During this time, no one explained why this was happening, nor did I think to ask. I work at home in Software support, and nothing I was doing was causing this.
This leads me to this year, here we are February 2012, and I began to experience pain at the base of my skull, and profound weakness in my left hand? I go to my GP, scratches his head and sends me to neurosurgeon again. Surgeon says" you need an MRI of the complete spine, lets see what happening, and low and behold nothing to report. I'm good from that respect. He did an emg of the left arm thinkg CT, but no luck, no trapped nerves. Now I go back to GP because weakess is turning into slight stiffness in my fingers. He proceeds to do an MRI of the brain, and now he's happy to say its not MS. But the stiffness and weakness has him concerned, and he want me to see a neruologist. I'm game, not a problem, just want this fixed.. Right?... Neuro appoints comes in July. Meanwhile I have now begun to experience Muscle Facs. In left bicep and left thigh. Add insult to injury, in May, I began to sound like I have a cold (sinus) went to ENT...scratches his heads and said "not seeing anything" Voice now gravely, comes and goes daily. But oh....there's more, now the right hand has been getting stiff, but still usable I would't call this bad, but just different than it was.
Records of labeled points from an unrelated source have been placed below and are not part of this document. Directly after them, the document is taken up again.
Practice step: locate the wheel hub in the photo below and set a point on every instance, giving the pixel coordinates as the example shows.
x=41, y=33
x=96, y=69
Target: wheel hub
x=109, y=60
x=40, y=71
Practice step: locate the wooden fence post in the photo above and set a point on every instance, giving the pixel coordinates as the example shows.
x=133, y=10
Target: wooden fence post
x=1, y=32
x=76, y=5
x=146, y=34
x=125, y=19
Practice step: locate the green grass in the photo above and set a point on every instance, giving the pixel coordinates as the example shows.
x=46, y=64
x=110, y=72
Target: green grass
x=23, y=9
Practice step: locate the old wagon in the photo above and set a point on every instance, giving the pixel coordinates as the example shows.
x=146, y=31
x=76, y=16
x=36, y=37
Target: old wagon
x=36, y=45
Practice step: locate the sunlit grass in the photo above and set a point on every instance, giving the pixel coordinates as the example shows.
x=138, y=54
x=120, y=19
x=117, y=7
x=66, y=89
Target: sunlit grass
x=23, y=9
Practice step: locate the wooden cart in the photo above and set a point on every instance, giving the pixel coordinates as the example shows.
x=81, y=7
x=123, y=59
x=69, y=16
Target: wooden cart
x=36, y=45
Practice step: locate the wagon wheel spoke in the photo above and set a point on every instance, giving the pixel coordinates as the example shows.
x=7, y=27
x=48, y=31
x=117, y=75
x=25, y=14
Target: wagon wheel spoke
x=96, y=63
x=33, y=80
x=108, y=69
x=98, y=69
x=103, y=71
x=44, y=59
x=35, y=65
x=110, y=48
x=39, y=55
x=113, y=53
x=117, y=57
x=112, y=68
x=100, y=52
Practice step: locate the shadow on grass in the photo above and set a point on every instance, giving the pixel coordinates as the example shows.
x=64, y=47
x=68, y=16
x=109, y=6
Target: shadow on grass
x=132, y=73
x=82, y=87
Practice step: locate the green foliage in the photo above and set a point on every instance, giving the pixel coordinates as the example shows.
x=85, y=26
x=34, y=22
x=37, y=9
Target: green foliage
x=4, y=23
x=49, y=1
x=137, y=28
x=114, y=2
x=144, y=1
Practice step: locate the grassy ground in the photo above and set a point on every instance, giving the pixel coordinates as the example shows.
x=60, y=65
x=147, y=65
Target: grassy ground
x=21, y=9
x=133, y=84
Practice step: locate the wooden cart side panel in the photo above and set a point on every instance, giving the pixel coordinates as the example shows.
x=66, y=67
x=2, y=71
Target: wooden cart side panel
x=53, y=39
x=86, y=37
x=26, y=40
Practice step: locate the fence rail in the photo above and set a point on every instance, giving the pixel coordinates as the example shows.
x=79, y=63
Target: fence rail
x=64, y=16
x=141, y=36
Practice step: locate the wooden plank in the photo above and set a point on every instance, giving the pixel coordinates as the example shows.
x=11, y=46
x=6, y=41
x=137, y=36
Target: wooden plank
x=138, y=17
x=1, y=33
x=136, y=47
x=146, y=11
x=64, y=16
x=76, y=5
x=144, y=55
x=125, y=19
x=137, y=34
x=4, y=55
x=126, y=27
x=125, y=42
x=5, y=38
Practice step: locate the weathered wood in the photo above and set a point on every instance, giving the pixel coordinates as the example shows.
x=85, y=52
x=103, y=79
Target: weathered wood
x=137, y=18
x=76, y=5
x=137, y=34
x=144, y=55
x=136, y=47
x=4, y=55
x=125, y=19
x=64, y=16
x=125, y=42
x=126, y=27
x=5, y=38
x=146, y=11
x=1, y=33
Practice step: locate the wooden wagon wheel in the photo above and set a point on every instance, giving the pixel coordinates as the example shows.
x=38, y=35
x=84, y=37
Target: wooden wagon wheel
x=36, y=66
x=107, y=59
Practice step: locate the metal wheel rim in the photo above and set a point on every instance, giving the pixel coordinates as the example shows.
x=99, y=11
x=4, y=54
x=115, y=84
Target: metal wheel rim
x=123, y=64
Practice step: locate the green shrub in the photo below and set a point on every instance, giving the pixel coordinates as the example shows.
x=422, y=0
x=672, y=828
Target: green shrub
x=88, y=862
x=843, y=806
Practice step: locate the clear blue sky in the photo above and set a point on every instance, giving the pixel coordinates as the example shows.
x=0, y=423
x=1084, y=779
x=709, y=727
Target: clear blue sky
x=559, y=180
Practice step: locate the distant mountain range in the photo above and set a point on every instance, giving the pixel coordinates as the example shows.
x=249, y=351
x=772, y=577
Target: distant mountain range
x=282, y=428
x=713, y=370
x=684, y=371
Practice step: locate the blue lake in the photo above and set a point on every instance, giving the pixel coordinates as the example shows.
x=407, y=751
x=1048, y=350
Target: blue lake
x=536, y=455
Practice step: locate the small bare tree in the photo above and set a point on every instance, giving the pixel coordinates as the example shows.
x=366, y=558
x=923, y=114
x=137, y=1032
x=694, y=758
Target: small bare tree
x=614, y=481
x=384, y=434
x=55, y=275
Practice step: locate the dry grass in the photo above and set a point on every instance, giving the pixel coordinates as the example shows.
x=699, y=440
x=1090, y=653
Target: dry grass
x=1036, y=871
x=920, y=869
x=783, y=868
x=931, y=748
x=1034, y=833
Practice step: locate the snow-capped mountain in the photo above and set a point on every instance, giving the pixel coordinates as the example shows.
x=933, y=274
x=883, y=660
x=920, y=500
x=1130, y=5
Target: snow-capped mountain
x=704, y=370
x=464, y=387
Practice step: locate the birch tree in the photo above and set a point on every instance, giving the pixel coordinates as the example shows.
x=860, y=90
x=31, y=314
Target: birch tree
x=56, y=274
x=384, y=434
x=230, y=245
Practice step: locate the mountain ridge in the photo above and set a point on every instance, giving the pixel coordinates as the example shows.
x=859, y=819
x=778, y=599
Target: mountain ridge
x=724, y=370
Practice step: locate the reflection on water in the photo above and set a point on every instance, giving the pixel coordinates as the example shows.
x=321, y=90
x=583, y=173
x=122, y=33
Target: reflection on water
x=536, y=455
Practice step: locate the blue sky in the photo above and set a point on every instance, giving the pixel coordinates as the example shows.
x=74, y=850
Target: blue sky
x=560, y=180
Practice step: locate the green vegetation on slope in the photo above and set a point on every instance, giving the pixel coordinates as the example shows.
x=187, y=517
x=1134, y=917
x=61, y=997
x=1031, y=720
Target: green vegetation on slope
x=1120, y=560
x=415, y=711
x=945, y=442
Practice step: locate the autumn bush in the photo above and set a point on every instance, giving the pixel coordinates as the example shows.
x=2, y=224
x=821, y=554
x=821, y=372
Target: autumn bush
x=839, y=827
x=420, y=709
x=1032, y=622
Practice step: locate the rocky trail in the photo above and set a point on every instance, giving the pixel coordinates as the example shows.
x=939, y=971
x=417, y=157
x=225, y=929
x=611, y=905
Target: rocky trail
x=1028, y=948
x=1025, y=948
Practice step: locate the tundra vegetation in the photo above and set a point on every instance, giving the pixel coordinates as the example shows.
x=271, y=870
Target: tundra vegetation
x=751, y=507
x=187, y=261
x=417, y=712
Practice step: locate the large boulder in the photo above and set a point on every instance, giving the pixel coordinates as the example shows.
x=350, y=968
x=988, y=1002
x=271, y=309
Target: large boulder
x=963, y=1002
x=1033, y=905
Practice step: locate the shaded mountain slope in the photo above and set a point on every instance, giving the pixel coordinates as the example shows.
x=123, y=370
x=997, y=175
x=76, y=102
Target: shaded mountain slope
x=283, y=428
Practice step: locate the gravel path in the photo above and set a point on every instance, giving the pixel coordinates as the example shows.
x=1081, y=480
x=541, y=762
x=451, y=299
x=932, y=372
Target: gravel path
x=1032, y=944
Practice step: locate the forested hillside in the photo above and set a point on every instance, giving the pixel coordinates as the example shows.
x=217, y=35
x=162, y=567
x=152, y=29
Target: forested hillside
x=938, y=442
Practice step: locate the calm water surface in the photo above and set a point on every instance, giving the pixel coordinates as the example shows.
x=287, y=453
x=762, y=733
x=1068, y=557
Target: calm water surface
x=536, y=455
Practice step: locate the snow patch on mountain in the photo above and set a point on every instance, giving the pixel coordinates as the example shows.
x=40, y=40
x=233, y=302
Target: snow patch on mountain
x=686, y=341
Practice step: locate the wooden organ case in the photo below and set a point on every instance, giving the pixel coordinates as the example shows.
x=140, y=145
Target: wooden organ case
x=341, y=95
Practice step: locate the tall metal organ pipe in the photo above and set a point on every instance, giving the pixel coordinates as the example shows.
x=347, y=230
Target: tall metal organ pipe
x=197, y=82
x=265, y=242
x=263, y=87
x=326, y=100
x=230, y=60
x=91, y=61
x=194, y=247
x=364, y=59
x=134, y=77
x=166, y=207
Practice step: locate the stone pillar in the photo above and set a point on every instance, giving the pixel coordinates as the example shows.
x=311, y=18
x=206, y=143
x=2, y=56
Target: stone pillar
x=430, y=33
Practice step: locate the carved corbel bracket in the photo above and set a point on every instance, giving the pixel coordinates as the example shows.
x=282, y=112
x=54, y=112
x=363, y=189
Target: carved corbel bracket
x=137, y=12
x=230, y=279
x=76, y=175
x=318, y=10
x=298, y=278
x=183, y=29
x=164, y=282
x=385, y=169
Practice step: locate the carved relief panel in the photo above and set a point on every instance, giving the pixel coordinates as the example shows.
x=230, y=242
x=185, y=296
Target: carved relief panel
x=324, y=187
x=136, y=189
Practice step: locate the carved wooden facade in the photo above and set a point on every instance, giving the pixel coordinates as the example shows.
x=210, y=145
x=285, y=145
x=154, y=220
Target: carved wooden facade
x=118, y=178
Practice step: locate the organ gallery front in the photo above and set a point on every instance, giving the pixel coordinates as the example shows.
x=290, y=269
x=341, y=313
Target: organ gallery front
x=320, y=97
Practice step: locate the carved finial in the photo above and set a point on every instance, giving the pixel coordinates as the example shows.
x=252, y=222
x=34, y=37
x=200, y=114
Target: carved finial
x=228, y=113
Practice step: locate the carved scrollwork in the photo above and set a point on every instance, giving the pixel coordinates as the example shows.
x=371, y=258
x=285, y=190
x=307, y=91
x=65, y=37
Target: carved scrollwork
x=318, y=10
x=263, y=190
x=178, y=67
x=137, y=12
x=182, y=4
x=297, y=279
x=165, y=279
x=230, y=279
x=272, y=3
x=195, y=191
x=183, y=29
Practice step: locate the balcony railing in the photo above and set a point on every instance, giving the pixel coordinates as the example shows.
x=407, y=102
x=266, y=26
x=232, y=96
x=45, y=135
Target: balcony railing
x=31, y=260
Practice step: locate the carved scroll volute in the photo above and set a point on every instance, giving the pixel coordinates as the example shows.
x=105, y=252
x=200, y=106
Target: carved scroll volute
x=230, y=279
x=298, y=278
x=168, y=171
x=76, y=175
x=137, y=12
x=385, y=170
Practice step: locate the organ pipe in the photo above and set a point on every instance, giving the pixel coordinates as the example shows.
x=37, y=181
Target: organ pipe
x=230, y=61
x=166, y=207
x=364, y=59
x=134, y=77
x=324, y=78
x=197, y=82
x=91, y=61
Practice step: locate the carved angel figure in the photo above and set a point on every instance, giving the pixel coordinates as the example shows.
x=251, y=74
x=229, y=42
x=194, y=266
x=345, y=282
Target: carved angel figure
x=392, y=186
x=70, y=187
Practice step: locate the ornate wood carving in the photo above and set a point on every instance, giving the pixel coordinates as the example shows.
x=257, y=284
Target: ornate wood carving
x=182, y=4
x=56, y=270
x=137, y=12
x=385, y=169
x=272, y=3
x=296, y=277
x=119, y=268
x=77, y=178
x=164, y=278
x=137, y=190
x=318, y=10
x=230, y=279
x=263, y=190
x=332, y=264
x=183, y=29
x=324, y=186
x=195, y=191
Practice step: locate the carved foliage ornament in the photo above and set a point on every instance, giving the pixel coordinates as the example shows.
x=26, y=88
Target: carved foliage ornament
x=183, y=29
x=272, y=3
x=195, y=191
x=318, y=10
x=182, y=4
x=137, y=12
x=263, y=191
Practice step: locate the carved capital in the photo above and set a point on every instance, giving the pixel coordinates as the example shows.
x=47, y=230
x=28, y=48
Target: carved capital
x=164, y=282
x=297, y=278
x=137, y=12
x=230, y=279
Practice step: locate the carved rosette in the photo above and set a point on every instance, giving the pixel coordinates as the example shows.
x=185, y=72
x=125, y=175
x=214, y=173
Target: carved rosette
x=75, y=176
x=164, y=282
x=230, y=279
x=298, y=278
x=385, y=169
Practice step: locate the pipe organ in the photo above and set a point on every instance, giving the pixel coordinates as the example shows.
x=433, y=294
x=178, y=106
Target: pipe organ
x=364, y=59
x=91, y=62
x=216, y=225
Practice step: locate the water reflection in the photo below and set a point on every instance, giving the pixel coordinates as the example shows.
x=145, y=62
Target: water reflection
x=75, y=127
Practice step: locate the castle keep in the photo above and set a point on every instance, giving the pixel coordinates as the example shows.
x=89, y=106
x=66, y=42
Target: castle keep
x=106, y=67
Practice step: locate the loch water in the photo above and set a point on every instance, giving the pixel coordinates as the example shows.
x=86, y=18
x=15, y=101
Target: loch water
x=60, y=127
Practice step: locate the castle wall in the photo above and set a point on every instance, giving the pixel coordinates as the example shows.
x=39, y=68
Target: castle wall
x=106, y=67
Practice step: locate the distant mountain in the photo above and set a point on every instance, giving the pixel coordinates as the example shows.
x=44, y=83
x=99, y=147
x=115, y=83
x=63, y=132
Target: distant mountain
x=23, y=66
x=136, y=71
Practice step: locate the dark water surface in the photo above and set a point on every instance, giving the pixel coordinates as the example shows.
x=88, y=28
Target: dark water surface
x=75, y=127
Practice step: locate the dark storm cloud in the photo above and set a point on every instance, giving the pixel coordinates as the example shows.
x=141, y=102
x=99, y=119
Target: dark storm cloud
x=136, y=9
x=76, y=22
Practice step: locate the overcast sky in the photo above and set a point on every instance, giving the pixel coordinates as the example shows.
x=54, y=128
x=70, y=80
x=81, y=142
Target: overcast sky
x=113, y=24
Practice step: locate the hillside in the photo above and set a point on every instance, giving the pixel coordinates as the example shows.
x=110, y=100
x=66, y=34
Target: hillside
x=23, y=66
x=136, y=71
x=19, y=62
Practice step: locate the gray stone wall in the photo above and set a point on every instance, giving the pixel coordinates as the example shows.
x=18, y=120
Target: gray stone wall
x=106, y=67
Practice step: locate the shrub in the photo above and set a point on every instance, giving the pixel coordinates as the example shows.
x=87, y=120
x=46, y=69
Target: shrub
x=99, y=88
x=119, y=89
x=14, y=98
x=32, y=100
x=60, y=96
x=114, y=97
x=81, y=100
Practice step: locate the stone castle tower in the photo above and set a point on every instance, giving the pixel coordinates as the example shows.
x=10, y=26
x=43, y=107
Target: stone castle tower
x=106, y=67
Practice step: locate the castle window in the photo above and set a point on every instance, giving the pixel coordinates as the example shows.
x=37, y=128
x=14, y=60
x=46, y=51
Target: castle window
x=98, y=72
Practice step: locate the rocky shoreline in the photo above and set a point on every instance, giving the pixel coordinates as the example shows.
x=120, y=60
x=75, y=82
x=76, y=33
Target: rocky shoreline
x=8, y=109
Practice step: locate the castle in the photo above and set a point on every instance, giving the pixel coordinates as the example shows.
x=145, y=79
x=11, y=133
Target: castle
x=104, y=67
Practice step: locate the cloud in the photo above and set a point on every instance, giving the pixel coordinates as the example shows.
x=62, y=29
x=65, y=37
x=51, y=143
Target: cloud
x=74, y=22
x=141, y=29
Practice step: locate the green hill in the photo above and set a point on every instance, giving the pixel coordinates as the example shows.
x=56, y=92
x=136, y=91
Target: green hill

Finally, I go to neuro, he examines me, then reviews all MRI, runs a serious amount of BW, complete an EMG/NCV and scratches his head.
I said to the Neuro,
"What do you think it is" He replys, My best diag until the EMG would have been ALS. You have hallmark symptoms, but EMG not showing anything conclusive. .Huh? ALS? "What's that?" I scratch my head, because I thought this was my back (Neck).. Neuro feels confident that I should now go the the division of Neuromusclar medicine at OSU....Huh? Why?
How can they be sure of anything? This science thing is driving me crazy.
I consider all of you experts that have gone through this and received a diag. So, when can I again be comfortable in knowing that what they are thinking, is wrong? I'm fearful, but remain positive that this will go my way. Did many of you feel this way?
It's been 5 months and the one thing that lingers for me is what the neuro said when I said "I don't think I have what you think I have" He aked me why I thought that, to which I said" I can still use my hands, and walk and talk. His reply "not enough MN's have died and it may be slow progressing.
Is this possible? I have to get on with life, as all of you are doing, with no Diag. But, I can't stop reading other stories and they are so similar.
Still smiling and remaining positive. Meanwhile, OSU has now been sent the referral based on Weakness/Stiffness.
Would love to hear your thoughts, my apologies that this is so long.